Witzigerweise würde mich jetzt ein Flug bei Condor 550,- kosten.
Ich würde mir beide optionen  anschauen. Reseller wie Alltours, FTI, ... muss man sich auch anschauen.
Ich habe meinen Condor-Flug über alltours 60,- günstiger bekommen im Vergleich zu Condor.

Unterkunftstechnisch hatte ich dieses Jahr zum ersten Mal Probleme, da ein Hotel und mehrere Appartmentanlagen in Los Llonos dicht gemacht haben. erkundige dich aufjeden Fall vorher!

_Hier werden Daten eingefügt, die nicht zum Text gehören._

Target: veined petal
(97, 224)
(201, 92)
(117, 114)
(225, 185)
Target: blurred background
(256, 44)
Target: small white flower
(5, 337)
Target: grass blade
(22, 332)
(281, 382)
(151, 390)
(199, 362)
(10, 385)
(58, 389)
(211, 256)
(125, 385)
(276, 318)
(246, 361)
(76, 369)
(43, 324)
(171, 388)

St. Cruz liegt auf der Schlechtwetterseite. Du brauchst auch knapp 1h bis Los Llanos mit den Auto.
Ich würde immer auf die Westseite gehen. 

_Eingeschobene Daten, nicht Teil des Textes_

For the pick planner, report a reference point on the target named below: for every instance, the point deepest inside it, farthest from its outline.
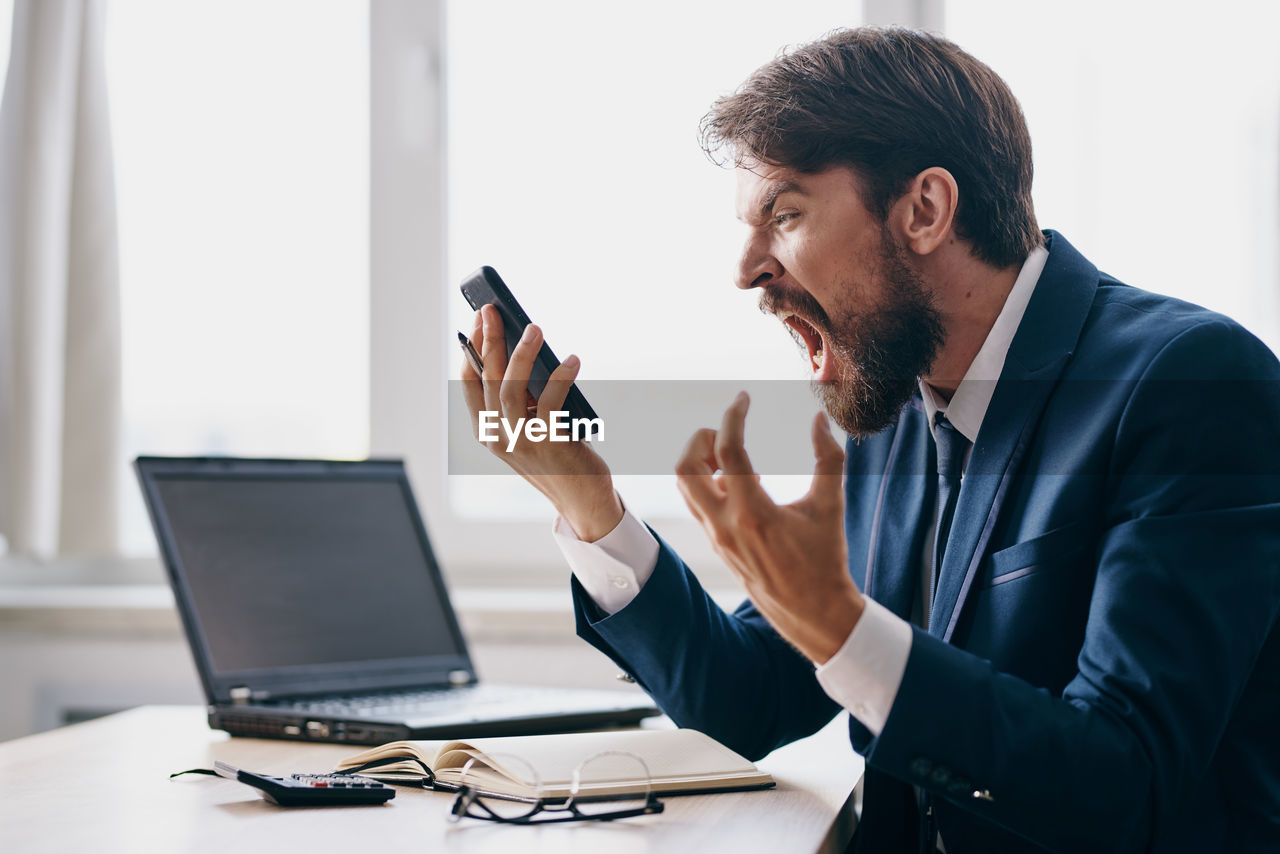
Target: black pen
(472, 356)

30.3-6.4 ist eh teurer, wegen Ostern. Ich bezweifle das du einen Flug für unter 300,- bekommst.

Wenn du flexibel bist und das Geld im Vordergrund steht, schau dir auch Flüge nach Teneriffa oder Gran Canria an. Da kann kann man auch gut Biken.

Ray

TIP: Morgen, 25.2 Punkt 10 Uhr bei Condor reinschauen!


----------



## Mudge (24. Februar 2010)

Danke für den Tipp mit der Wetterseite 

Aktuell direkt über Condor: Flug hin von Stu 169, zurück 255= 424+50 Euro Bikes.

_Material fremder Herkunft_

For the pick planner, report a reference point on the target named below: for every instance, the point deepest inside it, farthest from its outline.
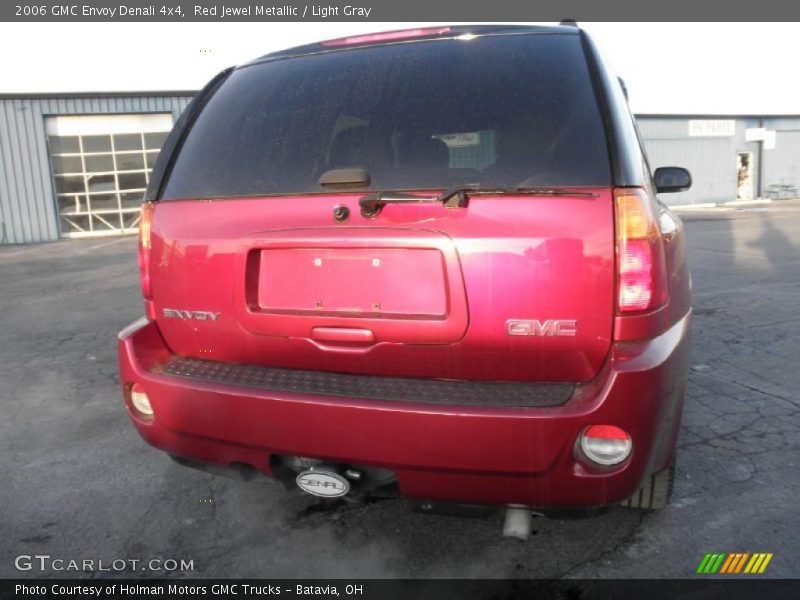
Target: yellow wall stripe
(752, 562)
(740, 564)
(727, 563)
(765, 563)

Dass die Sache über Ostern teurer ist, ist uns schon bewusst.  Bekommens allerdings zeitlich nicht anders hin. 

Wir hoffen dann wohl auf einen Flug mit Bikes für jew. ca. 400 Euro, holen uns in St. Cruz ein Mietwagen für die 7 Tage und informieren uns vorher über Hotels/Appartements auf der Westseite.
Mit der Karre können wir ja dann so ziemlich alle Teile der Insel erreichen.

Danke für Deine Tipps!


----------



## Monsterwade (24. Februar 2010)

xalex schrieb:


> zum artikel in der freeride:
> 
> Falls sich jemand aufgrund des artikels nach la palma verirrt, bitte unterlassen, die vulkanhänge "kurz mal im snowboard-style abzusurfen", sondern auf den wegen bleiben. das hat durchaus seine gründe, dass das nicht erlaubt ist
> 
> la palma ist auch so ein toller spot und bis jetzt gibt es für biker kaum einschränkungen, also so verhalten, dass das auch so bleibt.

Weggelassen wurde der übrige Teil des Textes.